RBI could signal scope for rate cuts in 2024-25
Summary
- An early policy pivot is unlikely under near-term price pressures, but a shift in policy stance to ‘neutral’ could set the stage for rate cuts next year—ideally in sync with a private investment revival.
Tighter fiscal control than expected by the government has given India’s central bank one less reason to worry as it meets this week to review monetary policy. With the Centre’s deficit projected to move faster down its glide path, the likelihood of spending-driven price pressures upsetting the Reserve Bank of India’s (RBI) apple-cart has fallen a bit. The budget has pegged the central deficit in 2023-24 at 5.8% of GDP, lower than estimated initially. Further tightening to 5.1% has been pencilled in for 2024-25, before it is shrunk to under 4.5% the following year. Looser purse strings could have made RBI wary of a premature policy pivot. But with state spending kept in better check, the central bank would be assured of a fiscal policy favourable to its job.
That said, retail inflation climbing to 5.7% in December will keep RBI’s gaze fixed on price stability, the mandate it must meet to score a key credibility win. Given its commitment to Arjuna-like accuracy, it would need price escalation held at—or around—4% year-on-year for a stretch. This means borrowers must display patience and not expect an imminent easing of monetary policy. What the budget plan could advance, however, is a much-awaited shift in stance from “withdrawal of accommodation," a reference to pandemic-time easing, to “neutral." Should RBI’s latest data readings prompt confidence that its efforts since mid-2022 have given it a handle on price levels (note that core inflation has been easing), then such a switch is within the realm of possibility this week. If done, it would raise anticipation of policy rate cuts at some point in 2024-25, as it would formalize inflation as a receding threat and economic growth as an equal consideration. Of course, this would depend on RBI’s assessment of inflationary factors. Crude oil, for one. While US hydrocarbon supply has helped keep global prices stable, a flare-up due to the crisis in West Asia can’t be ruled out. Prices are back above $80 per barrel and even the budget math could get hit by a lasting upshoot. Meanwhile, food prices remain subject to volatility. So core inflation—shorn of fuel and food, i.e.—having eased is incomplete comfort. What RBI’s policy panel might opt for, then, is inflation-fighting accuracy as a priority over risking a lost chance of achieving 4%. Hasty easing could undo a year-and-a-half’s deployment of various tools. Perhaps RBI can draw comfort from the US Fed’s apparent wait for confidence in achieving its 2% target before it eases credit in America. Given how the Fed-funds rate affects capital flows, a measure of synchrony is useful in tightening cycles, but less so the other way round.

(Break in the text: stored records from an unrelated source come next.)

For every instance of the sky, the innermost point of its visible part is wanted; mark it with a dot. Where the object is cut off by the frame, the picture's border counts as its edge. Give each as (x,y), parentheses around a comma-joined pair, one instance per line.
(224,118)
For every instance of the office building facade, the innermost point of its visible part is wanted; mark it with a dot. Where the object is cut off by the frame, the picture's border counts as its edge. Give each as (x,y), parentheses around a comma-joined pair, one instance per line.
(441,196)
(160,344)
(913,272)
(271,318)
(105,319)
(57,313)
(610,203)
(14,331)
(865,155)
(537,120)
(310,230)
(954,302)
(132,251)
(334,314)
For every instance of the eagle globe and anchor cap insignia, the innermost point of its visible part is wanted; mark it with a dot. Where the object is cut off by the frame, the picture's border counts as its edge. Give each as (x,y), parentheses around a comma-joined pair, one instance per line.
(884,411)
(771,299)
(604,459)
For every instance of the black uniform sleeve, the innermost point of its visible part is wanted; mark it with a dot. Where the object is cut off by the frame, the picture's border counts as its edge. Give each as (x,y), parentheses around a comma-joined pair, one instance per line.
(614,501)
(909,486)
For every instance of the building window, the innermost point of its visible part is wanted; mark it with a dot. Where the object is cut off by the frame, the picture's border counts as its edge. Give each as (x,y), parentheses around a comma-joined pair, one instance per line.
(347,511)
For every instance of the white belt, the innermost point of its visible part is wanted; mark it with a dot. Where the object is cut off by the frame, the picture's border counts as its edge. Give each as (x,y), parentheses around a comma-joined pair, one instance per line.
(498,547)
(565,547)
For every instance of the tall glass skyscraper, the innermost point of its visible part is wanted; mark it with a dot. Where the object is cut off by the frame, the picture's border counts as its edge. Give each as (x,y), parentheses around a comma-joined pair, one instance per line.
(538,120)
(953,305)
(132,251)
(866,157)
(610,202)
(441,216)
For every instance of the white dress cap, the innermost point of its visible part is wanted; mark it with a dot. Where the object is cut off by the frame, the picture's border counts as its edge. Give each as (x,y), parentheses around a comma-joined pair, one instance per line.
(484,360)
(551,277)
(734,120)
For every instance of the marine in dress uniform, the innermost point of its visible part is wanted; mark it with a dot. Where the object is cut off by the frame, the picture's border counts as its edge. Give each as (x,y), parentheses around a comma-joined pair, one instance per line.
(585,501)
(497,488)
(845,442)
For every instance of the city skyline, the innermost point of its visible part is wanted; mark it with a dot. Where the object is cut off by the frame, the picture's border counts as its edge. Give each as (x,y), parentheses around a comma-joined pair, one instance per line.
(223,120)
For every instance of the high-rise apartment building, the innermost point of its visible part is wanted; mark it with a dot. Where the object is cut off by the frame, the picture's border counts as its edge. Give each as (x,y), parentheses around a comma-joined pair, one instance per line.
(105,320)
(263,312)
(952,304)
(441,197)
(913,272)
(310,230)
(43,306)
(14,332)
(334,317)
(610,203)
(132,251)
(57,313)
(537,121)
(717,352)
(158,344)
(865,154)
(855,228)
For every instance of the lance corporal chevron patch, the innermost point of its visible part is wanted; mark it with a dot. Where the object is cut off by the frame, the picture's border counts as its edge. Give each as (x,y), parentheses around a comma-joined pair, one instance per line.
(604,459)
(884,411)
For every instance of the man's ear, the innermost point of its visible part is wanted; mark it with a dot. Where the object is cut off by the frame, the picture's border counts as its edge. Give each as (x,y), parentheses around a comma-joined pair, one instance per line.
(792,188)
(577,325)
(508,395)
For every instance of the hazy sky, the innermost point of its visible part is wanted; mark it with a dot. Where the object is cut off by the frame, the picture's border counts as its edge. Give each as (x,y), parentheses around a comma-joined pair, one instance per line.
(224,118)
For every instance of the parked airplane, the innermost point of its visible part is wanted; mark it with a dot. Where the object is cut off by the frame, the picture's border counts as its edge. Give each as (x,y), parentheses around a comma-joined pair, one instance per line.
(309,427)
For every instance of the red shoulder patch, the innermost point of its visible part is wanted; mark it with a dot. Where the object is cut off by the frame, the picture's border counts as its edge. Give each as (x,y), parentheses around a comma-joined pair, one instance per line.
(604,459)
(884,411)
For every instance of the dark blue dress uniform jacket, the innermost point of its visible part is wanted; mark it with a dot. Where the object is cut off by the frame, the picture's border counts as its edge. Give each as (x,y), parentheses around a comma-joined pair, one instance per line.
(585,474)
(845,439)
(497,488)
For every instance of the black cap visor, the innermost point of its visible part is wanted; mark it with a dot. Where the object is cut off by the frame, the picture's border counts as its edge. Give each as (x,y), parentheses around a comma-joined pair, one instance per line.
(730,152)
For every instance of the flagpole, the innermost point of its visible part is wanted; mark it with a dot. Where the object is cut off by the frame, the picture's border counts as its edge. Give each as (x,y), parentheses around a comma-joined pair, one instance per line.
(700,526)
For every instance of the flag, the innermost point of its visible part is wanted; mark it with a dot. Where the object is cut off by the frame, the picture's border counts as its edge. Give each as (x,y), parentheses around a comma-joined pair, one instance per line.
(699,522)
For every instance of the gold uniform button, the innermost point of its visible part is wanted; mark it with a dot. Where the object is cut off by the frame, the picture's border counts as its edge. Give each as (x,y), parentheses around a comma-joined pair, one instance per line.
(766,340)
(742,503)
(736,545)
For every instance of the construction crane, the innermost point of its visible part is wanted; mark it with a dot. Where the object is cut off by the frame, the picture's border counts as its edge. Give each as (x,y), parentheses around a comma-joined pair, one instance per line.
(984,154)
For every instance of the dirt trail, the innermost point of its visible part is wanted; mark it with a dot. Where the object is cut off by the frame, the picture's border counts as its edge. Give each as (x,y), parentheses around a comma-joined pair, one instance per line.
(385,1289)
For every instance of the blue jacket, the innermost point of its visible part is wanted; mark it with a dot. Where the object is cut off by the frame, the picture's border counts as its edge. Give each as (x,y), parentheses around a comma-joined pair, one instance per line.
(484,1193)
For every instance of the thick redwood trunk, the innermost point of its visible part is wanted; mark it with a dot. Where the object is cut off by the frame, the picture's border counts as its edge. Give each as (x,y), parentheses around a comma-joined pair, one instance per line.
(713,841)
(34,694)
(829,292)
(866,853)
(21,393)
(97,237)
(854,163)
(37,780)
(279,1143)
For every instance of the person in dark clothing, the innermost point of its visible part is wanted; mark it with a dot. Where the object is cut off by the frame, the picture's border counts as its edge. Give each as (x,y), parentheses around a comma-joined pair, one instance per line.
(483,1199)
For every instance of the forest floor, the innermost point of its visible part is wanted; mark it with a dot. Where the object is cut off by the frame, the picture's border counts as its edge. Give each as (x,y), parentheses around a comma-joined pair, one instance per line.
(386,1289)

What makes space for an Arjuna-worthy shot at 4% by RBI is the Indian economy’s brisk pace of expansion. Several forecasts suggest that 7%-plus real GDP growth is sustainable, even though global headwinds persist and geopolitics can deliver shocks. In an ideal scenario, price stability would be achieved sooner than current forecasts indicate, letting RBI calibrate its actions in sync with—and in support of—a revival in private investment that the Centre is optimistic could occur in 2024-25. With the Indian state as our big investor, rate sensitivity is not an issue, but for private players to dust off plans and invest in expansionary projects, real capital costs would have to be kept low on a base of price stability (and expectations thereof). This week’s big question, though, is whether RBI deems its covid-easing reversal finally over and done with. Is it time, i.e., to go neutral?